This article presents how the application of security and onboard vehicle camera videos may be applied to traffic collision reconstruction. Several real-world examples are used to illustrate how images, even with poor quality, may be used to supplement conventional traffic collision reconstruction methodology. Finding a security camera in the area does not necessarily imply the video will be helpful to the investigation. Some cameras are decoys, while others may not even point toward the area in question. When a camera is located, several concerns exist when obtaining a copy of the surveillance video. The foremost consideration is the time between the event and the investigation. A challenge the investigator may face is how to obtain a copy of the video without loss of image quality. Some video formats may require special viewing software. Oftentimes, even the poorest quality video will benefit the resulting analysis.
Resolution is the video frame dimensions, in units of pixels; this identifies the width and height of the video image (i.e., 1440×900, or 1280×1024). Image quality increases with pixel count. A frame rate, in units of frames per second (fps), is the number of images the system will record (or playback) per second in a specified resolution. A common capture rate for home security cameras is 30fps.

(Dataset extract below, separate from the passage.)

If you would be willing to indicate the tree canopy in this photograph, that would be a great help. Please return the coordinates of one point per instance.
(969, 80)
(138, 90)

Environmental conditions may affect video image quality despite having a high-resolution system. The sun’s azimuth and altitude continually change, and sunlight directed on the security camera lens may washout portions of the video image. Accumulated dust on the camera lens may diminish video details. Recording the playback monitor with another video device can significantly reduce the image quality such that necessary detail may be lost.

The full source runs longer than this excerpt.